Saturday’s horrible murder-suicide of NFL player Jovan Belcher is the latest in several suicides by NFL PLAYERS.

The 25 year old player shot himself in the parking lot of the team’s practice facility after killing his girlfriend in front of his 3-month-old daughter.

In July, Tennessee Titans wide receiver OJ Murdock shot himself in front of his old high school. He was 25.
The Florida athlete had joined the Titans in 2011, but spent most of last season on the injury list and did not play any games for the team. No motive was ever given.

In May, former San Diego Chargers player Junior Seau shot himself in the chest. He was 43. Friends say Seau had insomnia, and at least some say he often took Ambien. That’s the best-known brand name for zolpidem, a prescription drug commonly prescribed for sleep disorders.

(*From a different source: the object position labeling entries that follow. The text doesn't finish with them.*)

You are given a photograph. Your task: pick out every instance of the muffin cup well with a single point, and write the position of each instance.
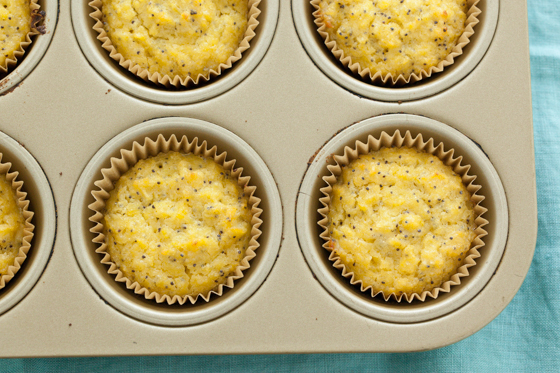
(388, 79)
(36, 19)
(23, 204)
(448, 158)
(151, 148)
(166, 80)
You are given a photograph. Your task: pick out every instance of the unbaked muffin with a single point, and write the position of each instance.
(15, 24)
(397, 37)
(401, 221)
(12, 224)
(182, 38)
(178, 224)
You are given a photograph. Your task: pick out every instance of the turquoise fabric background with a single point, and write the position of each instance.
(525, 336)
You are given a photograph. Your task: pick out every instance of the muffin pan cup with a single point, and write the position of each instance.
(450, 158)
(151, 148)
(320, 261)
(73, 119)
(141, 306)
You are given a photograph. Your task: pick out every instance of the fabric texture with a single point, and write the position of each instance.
(524, 337)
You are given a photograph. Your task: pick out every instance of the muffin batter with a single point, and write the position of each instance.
(176, 37)
(395, 36)
(11, 226)
(401, 220)
(177, 224)
(15, 24)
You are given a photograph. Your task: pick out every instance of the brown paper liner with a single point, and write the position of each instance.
(166, 80)
(449, 159)
(149, 149)
(23, 204)
(36, 18)
(376, 77)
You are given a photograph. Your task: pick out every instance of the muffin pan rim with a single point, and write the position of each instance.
(103, 284)
(433, 86)
(130, 84)
(313, 255)
(49, 228)
(35, 52)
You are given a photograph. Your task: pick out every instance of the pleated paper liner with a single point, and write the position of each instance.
(151, 148)
(388, 79)
(449, 158)
(37, 16)
(23, 204)
(166, 80)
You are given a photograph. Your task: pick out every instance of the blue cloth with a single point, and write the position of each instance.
(525, 336)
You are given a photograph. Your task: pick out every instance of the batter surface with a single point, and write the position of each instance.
(177, 224)
(176, 37)
(401, 220)
(11, 226)
(395, 36)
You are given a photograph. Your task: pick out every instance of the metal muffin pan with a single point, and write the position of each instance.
(317, 257)
(280, 118)
(128, 82)
(147, 310)
(41, 202)
(35, 52)
(473, 53)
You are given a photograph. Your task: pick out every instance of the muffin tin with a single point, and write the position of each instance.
(281, 111)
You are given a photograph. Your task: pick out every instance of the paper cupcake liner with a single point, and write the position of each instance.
(377, 77)
(449, 159)
(166, 80)
(149, 149)
(23, 204)
(37, 17)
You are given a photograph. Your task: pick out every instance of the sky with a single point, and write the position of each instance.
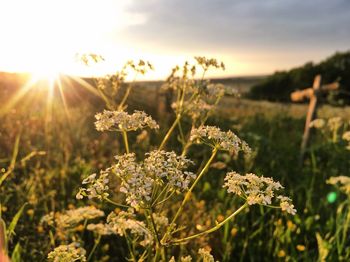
(252, 37)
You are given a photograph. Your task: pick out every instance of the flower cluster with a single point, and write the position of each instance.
(334, 123)
(101, 229)
(160, 221)
(122, 121)
(67, 253)
(343, 180)
(257, 190)
(317, 123)
(346, 137)
(97, 187)
(124, 222)
(160, 167)
(71, 218)
(203, 255)
(216, 138)
(167, 167)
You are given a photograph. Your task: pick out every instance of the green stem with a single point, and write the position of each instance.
(188, 194)
(168, 134)
(94, 247)
(178, 241)
(115, 203)
(125, 138)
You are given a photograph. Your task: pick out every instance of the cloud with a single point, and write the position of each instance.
(242, 24)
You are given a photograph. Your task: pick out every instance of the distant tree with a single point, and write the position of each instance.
(279, 86)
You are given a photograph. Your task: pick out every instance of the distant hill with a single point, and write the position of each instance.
(278, 86)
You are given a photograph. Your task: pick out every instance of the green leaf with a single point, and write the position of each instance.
(16, 254)
(3, 239)
(11, 230)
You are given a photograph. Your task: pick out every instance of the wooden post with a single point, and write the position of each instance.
(312, 94)
(311, 113)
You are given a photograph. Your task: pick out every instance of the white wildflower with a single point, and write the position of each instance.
(67, 253)
(286, 205)
(205, 255)
(160, 220)
(214, 137)
(101, 229)
(344, 182)
(122, 121)
(169, 167)
(346, 136)
(317, 123)
(96, 187)
(257, 190)
(334, 123)
(136, 185)
(160, 167)
(186, 259)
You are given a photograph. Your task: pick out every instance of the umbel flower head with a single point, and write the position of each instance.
(257, 190)
(96, 187)
(159, 168)
(343, 181)
(67, 253)
(122, 121)
(214, 137)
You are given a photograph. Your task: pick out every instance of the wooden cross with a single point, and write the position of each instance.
(311, 93)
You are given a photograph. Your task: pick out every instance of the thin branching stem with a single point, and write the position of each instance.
(219, 225)
(97, 241)
(188, 193)
(115, 203)
(125, 138)
(170, 131)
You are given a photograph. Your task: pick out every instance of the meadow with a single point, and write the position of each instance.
(52, 206)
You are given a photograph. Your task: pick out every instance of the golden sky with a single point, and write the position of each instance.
(250, 37)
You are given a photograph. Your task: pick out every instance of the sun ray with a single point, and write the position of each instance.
(18, 96)
(86, 85)
(60, 88)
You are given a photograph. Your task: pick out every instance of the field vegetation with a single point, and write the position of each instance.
(198, 174)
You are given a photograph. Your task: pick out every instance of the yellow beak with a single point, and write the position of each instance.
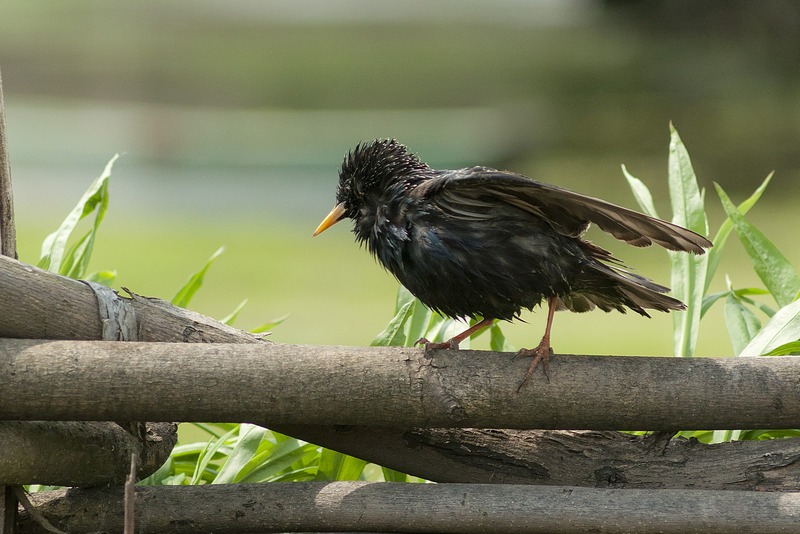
(333, 217)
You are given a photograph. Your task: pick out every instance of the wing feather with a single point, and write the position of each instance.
(473, 193)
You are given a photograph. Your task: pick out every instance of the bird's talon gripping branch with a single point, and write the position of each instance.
(450, 344)
(540, 355)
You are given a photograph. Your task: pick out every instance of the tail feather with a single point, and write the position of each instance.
(613, 288)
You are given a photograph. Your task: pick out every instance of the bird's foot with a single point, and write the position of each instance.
(449, 344)
(540, 355)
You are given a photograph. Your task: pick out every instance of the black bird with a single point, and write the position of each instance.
(484, 243)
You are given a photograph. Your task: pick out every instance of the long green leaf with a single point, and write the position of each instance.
(793, 347)
(337, 466)
(269, 325)
(250, 437)
(688, 270)
(721, 238)
(772, 267)
(195, 282)
(211, 448)
(741, 323)
(498, 341)
(782, 328)
(641, 192)
(390, 475)
(55, 245)
(393, 334)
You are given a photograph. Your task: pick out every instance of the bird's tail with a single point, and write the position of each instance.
(615, 288)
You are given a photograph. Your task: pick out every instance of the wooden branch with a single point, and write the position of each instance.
(568, 458)
(387, 507)
(36, 304)
(66, 308)
(8, 231)
(388, 386)
(79, 453)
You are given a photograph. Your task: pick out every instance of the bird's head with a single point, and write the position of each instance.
(368, 172)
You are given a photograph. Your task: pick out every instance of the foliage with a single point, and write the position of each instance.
(235, 452)
(249, 453)
(691, 279)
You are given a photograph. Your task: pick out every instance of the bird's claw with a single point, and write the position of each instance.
(449, 344)
(540, 355)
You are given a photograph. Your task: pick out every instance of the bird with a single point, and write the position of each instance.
(485, 244)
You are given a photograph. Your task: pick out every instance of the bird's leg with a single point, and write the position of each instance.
(453, 342)
(543, 351)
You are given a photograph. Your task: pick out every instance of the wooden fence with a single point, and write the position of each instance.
(542, 460)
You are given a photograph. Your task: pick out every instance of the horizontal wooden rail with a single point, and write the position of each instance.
(386, 386)
(388, 507)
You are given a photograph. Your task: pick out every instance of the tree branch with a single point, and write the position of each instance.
(388, 386)
(567, 457)
(91, 453)
(387, 507)
(37, 303)
(8, 232)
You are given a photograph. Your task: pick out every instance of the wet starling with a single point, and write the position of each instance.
(484, 243)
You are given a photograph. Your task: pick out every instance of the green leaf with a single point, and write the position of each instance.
(337, 466)
(770, 264)
(105, 278)
(55, 245)
(724, 231)
(641, 193)
(250, 437)
(195, 282)
(231, 317)
(688, 270)
(419, 323)
(498, 341)
(782, 328)
(742, 324)
(269, 325)
(390, 475)
(393, 334)
(207, 455)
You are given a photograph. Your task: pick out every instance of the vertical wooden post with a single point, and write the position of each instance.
(8, 510)
(8, 247)
(8, 233)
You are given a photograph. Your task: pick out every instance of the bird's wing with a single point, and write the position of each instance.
(471, 193)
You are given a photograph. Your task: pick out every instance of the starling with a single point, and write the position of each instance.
(484, 243)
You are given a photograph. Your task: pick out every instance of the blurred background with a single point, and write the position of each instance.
(233, 117)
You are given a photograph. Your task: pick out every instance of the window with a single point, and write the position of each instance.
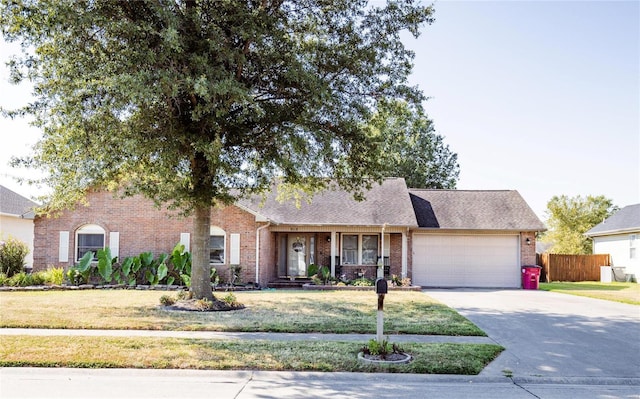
(349, 249)
(369, 250)
(89, 238)
(216, 245)
(359, 249)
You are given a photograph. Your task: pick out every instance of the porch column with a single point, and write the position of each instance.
(404, 254)
(333, 253)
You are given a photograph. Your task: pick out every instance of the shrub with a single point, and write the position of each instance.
(53, 275)
(362, 282)
(38, 278)
(12, 255)
(167, 300)
(204, 304)
(231, 300)
(21, 279)
(182, 295)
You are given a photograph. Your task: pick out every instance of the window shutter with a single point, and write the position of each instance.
(63, 247)
(185, 239)
(114, 243)
(387, 245)
(234, 258)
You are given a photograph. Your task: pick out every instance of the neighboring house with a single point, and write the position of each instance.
(16, 219)
(271, 240)
(619, 236)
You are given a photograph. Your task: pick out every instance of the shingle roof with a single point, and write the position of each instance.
(386, 203)
(12, 203)
(474, 210)
(626, 219)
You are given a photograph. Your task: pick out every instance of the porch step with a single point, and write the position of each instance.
(288, 283)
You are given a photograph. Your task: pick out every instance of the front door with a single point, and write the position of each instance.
(297, 255)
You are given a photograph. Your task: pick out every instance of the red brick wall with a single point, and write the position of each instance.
(527, 252)
(142, 228)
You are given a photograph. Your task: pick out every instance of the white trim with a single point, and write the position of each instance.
(258, 230)
(333, 253)
(405, 254)
(89, 229)
(215, 231)
(63, 247)
(234, 244)
(114, 243)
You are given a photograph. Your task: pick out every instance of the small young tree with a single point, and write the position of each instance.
(412, 149)
(570, 217)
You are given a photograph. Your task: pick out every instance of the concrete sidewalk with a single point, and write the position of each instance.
(244, 335)
(31, 383)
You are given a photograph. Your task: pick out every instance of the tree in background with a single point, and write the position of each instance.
(198, 103)
(412, 149)
(568, 220)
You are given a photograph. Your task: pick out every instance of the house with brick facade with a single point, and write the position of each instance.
(435, 237)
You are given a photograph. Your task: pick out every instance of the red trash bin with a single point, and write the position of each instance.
(530, 277)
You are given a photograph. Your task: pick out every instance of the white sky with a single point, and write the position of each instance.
(542, 97)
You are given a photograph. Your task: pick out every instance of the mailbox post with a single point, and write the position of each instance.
(381, 290)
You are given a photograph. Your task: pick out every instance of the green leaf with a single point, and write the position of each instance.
(85, 262)
(146, 259)
(162, 271)
(105, 264)
(126, 266)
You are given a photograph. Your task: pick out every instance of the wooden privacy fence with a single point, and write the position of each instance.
(571, 267)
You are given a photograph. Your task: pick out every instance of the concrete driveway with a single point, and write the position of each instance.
(552, 335)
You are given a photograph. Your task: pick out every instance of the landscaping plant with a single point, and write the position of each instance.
(12, 255)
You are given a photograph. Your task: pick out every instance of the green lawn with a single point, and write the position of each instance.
(174, 353)
(266, 311)
(275, 311)
(619, 292)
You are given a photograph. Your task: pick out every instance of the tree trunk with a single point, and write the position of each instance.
(200, 267)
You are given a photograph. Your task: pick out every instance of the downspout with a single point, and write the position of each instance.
(258, 251)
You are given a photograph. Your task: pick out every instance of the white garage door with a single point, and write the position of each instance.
(466, 261)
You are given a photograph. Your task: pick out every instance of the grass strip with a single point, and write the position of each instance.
(618, 292)
(176, 353)
(266, 311)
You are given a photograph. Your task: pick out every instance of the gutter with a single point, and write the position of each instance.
(258, 251)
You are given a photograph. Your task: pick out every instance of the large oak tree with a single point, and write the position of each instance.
(194, 103)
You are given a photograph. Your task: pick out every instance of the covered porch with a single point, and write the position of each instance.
(350, 252)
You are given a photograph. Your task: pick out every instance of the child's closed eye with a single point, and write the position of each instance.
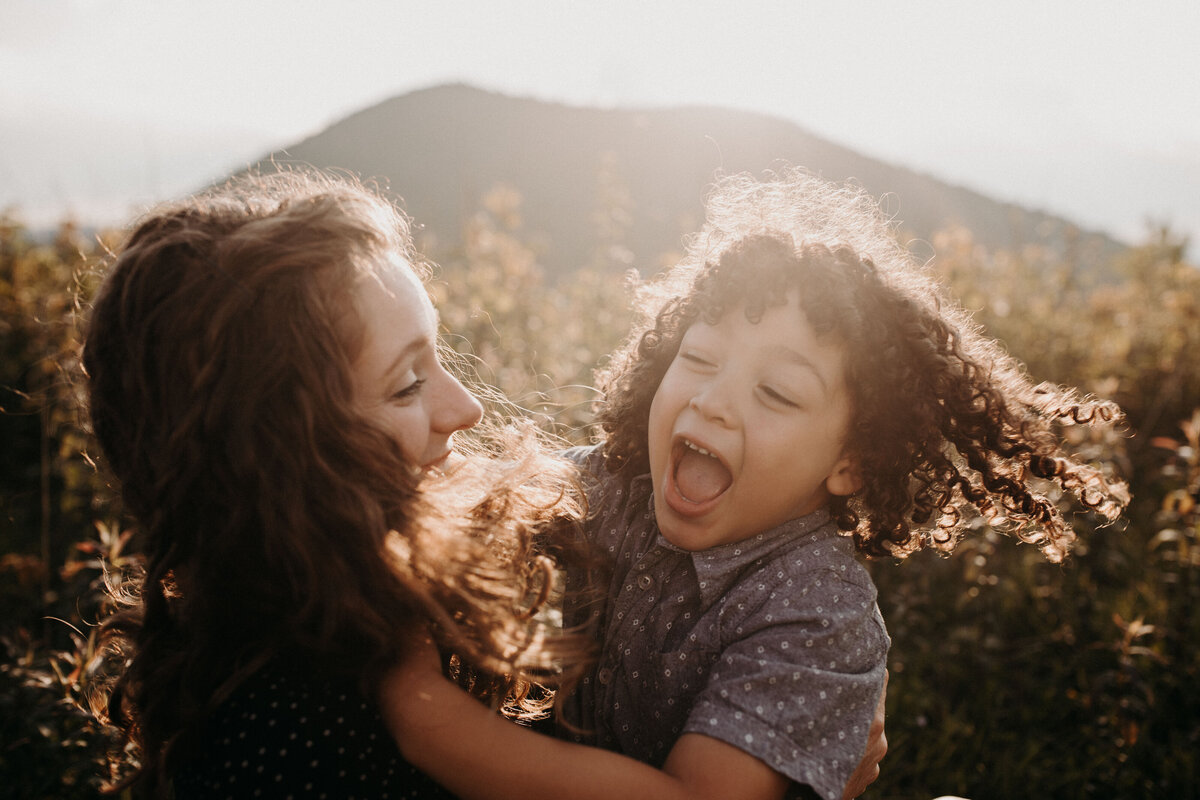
(696, 359)
(777, 396)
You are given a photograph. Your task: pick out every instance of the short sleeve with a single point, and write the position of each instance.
(798, 684)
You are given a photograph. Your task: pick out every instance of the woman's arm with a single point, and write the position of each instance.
(477, 753)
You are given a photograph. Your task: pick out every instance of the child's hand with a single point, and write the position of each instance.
(876, 749)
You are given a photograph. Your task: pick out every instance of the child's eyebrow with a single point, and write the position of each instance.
(787, 354)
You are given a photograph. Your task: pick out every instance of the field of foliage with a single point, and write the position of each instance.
(1011, 677)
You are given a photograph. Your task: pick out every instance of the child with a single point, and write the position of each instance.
(796, 376)
(265, 384)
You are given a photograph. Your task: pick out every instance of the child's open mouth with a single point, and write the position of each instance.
(699, 475)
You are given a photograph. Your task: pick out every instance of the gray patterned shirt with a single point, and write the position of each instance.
(773, 644)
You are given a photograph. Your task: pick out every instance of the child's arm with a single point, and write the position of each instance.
(475, 753)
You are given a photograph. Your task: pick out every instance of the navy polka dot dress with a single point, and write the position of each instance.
(288, 734)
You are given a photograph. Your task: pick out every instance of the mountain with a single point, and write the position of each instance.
(443, 148)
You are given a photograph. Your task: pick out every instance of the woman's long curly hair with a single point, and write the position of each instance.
(275, 521)
(942, 419)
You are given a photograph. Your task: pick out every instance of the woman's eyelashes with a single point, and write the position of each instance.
(408, 392)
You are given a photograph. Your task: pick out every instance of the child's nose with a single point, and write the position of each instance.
(713, 403)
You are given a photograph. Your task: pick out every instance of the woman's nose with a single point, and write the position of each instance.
(459, 408)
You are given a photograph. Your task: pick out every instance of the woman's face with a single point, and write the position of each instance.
(399, 380)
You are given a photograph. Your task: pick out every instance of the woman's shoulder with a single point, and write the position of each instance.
(293, 732)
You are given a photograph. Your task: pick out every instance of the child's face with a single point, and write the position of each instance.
(769, 404)
(399, 380)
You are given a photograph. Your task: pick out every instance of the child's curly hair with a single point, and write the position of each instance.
(943, 419)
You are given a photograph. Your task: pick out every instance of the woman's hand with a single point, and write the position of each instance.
(876, 749)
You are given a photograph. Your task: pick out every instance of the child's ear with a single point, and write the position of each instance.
(846, 477)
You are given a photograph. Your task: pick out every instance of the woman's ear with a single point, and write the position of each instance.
(846, 477)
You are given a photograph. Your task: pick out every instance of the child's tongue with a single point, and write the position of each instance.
(701, 477)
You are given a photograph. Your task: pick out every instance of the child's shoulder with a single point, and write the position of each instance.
(811, 558)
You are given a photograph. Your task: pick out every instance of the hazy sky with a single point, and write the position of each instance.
(1090, 109)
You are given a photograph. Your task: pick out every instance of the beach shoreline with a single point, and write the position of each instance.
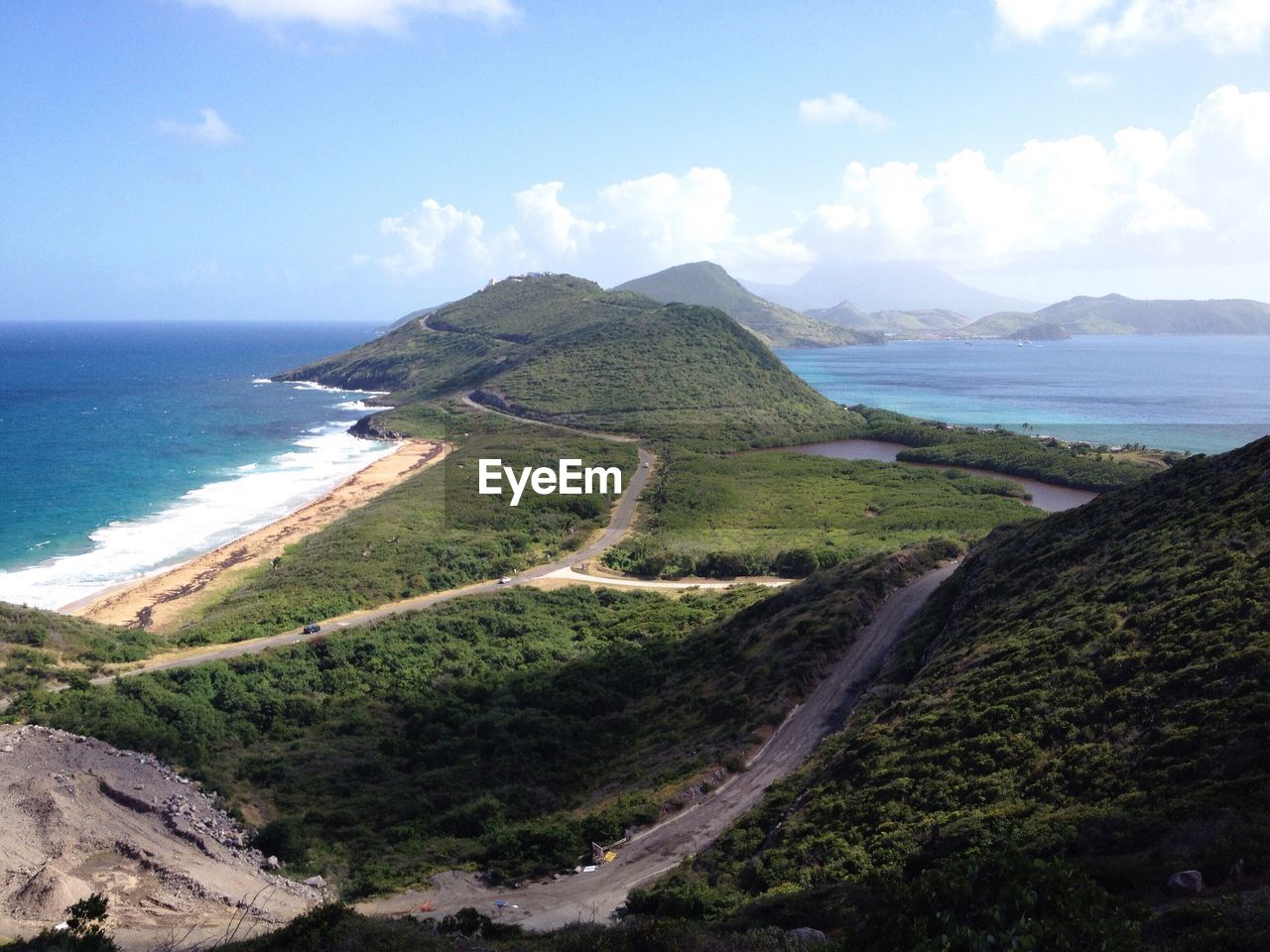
(158, 601)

The FDA-approved prescribing information for Ambien warns that suicidal thoughts or actions have been reported by depressed patients using this class of drugs.


In April, former Atlanta Falcons player Ray Easterling shot himself. He was 62, and an autopsy found that he had the degenerative brain disease CTE that’s believed to be caused by head trauma.
The brain disease CTE (chronic traumatic encephalopathy,) is known to cause erratic behavior, but it’s unclear if all of these players were afflicted with that condition. Nationally, speculation has centered on head blows and multiple concussions and how they can lead to depression and debilitating pain in the lives of players and former players — even if, like Seau, who played 20 NFL seasons, they never reported a concussion. Sleep disorders also are common among people who have experienced traumatic brain injury, University of North Carolina concussion researcher Kevin Guskiewicz says.
No matter the cause, this is a crazy sad trend.